# 25.5" seneca saugeye 11/22!



## foxbites (Mar 15, 2010)

Sent from my EVO using Ohub Campfire mobile app
Tonight the saugeyes were on again. Caught 8 only 3 keepers and the 3 were all nice fish. All came right at dark. The biggest was 25.5" long. That's the biggest fish from Seneca I have caught this year.


----------



## 9Left (Jun 23, 2012)

Nice! Are you trolling? Casting stick baits?


----------



## foxbites (Mar 15, 2010)

I'm bank fishing and using a 5.5" smithwick limited rouge . 

Sent from my EVO using Ohub Campfire mobile app


----------



## BigFish614 (Jan 27, 2011)

I'm just about tired of you posting these fish every night... just kidding. But seriously. Awesome job man. Keep it up!!!

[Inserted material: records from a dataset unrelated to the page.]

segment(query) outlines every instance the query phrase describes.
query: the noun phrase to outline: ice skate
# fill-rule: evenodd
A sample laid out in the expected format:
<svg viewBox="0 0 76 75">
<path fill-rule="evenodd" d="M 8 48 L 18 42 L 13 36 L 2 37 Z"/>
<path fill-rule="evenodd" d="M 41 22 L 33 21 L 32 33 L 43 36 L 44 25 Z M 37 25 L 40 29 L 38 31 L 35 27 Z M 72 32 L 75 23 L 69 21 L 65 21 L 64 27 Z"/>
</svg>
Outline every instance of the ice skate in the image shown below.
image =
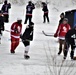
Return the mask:
<svg viewBox="0 0 76 75">
<path fill-rule="evenodd" d="M 30 56 L 29 56 L 29 55 L 24 55 L 24 58 L 25 58 L 25 59 L 29 59 Z"/>
</svg>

Sent from my SCH-I535 using Ohub Campfire mobile app


----------



## I_WALL_I (Apr 27, 2006)

Keep up the good work! The next coupla weeks should be killer! Great night, thanks again for sharing!


----------



## allbraid (Jan 14, 2012)

Great Job, awesome fish


----------



## 1basshunter (Mar 27, 2011)

That's not a fish, that's a water pig


----------



## Sr.Jigger (Feb 17, 2005)

Alright !! :B
Now here's a man who's got it figured out. Great job Foxbites.
We know it took some hours in the cold to get these result's.
Thank's for sharing.


----------